# Технологии и коммуникации > Софт. Железо > Железо >  11 мая состоится Национальный финал Imagine Cup 2017 – Microsoft объявит победителей

## Labs

11 мая на территории бизнес-инкубатора ПВТ в Минске состоится национальный финал крупнейшего международного технологического конкурса Imagine Cup 2017 под эгидой Microsoft. В региональном туре примут участие выпускники средних школ, которым исполнилось 16 лет, студенты белорусских вузов, магистранты и аспиранты. Каждый год свои проекты представляют тысячи молодых талантов. 30 лучших команд со всего мира отправляются в Сиэтл (США) для того, чтобы побороться за главный приз – $100 000 на дальнейшее развитие проекта. 
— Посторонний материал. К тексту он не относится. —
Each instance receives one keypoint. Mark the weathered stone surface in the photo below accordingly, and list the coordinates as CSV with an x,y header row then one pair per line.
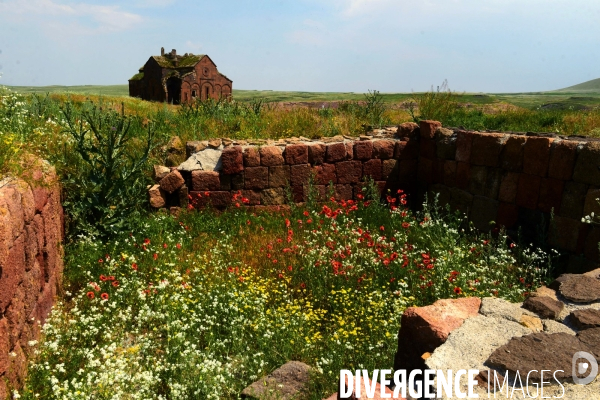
x,y
587,167
483,211
251,157
573,199
552,351
508,187
256,178
545,307
279,176
232,160
562,159
373,168
271,156
287,382
511,158
205,180
194,146
537,155
363,150
349,171
428,128
528,191
550,195
423,329
159,172
300,174
316,154
272,197
486,148
585,319
335,152
207,160
158,198
383,149
533,323
580,289
296,154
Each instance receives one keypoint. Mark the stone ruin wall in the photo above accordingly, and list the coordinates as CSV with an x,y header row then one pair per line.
x,y
31,232
514,179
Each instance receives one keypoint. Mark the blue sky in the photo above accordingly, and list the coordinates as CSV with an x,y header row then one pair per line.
x,y
310,45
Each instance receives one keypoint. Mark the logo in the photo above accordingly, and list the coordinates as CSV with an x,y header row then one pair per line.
x,y
580,368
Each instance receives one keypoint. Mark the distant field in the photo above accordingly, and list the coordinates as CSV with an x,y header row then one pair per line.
x,y
582,96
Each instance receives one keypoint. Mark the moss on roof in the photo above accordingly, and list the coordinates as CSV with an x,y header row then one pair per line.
x,y
184,61
137,77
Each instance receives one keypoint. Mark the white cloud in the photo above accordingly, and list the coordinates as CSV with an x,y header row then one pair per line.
x,y
82,17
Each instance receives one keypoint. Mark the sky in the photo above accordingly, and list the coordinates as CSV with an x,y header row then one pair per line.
x,y
493,46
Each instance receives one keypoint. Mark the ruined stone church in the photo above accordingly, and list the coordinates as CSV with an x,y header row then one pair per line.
x,y
179,79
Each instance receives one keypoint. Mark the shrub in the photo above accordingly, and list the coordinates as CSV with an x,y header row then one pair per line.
x,y
102,169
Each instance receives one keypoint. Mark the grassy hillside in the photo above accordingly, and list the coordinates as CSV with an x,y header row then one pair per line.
x,y
585,87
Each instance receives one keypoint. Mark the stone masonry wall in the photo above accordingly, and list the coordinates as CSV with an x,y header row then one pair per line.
x,y
518,180
512,179
31,232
В этом году компания Microsoft отменила категории, поэтому у юных программистов появился шанс реализовать любу идею. Обязательные условия, которые должен соблюсти разработчик: инновационный, не похожий на другие, проект и использование при его создании облачных технологий Microsoft Azure и Visual Studio любой версии. Большинство разработок, которые учащиеся продемонстрировали в рамках прошлогоднего конкурса, нашли применение в сфере образования, здравоохранения и других социальных направлениях. 


Участвуя в престижном международном конкурсе, студенты получают возможность представить свои идеи ведущим экспертам, получить ценные призы, начать успешную карьеру, открыть собственный бизнес. Основная цель организаторов – помочь юным талантам раскрыть свой потенциал, реализовать идеи в собственных проектах и представить их специалистам за рубежом. В рамках регионального тура Imagine Cup 2017 экспертное жюри оценит уникальные идеи, инновационные технологические решения, умение достойно представить свои проекты на русском и английском языках. 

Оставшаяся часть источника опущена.